Delphine Ernotte ne jouit cependant pas de la même tranquillité en interne. Son projet de chaîne d’information destinée aux 15-25 ans, s’il peut sembler séduisant sur le papier dans l’optique de rajeunir l’audience de France Télévisions, laisse le staff perplexe. Quel budget, quelles équipes, quelle ligne éditoriale, quelle valeur ajoutée ? Les réponses apportées à ces questions lors du dernier comité d’entreprise n’ont pas satisfait. Les journalistes du groupe ne cachent pas qu’ils les ont trouvées brouillonnes, et craignent la mise en place d’une usine à gaz coûteuse et mal positionnée, alors que France Télévisions est déjà déficitaire. 

Delphine Ernotte est donc allée chercher des alliés extérieurs. D'abord en la personne de Mathieu Gallet... si, si.
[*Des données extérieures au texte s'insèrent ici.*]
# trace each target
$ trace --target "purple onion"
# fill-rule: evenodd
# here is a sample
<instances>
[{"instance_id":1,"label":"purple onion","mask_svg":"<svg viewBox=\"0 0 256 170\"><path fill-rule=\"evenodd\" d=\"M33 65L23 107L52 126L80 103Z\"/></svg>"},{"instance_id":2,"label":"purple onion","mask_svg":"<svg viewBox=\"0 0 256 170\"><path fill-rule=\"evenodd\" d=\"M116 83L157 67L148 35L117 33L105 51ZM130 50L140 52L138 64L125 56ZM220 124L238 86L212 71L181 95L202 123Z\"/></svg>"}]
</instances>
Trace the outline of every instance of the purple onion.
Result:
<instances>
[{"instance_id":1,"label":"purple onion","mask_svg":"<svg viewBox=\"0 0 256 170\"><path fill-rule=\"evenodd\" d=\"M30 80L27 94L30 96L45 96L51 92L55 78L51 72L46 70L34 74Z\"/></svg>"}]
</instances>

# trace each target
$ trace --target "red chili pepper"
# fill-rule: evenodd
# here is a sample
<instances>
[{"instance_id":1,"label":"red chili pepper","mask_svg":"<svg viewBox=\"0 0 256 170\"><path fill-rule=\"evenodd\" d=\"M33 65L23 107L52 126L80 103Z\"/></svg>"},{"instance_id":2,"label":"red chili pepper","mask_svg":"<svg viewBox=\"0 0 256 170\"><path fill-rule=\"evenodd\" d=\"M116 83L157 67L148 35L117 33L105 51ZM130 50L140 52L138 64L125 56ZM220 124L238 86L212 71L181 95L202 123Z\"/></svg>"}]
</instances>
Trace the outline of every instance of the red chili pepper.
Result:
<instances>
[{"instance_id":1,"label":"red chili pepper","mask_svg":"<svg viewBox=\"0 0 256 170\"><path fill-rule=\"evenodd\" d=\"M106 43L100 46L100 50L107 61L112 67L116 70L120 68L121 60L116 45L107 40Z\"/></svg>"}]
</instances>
En effet, Radio France devrait être très engagée sur ce projet de chaîne d'info. Chez Radio France, on se demande maintenant avec quels journalistes participer à cette aventure. Les derniers plans d'économie ont ramené les rédactions à leur plus simple appareil. 

Autre allié, le Président de la République lui-même. L'Express révèle qu'après l'avoir accompagné aux voeux du CESE de manière relativement ostentatoire, elle sera dans l'avion du Président le 22 février pour aller avec lui en Polynésie. Et elle suit de très près la préparation du "face aux Français" spécial dont l'invité sera le chef de l’État.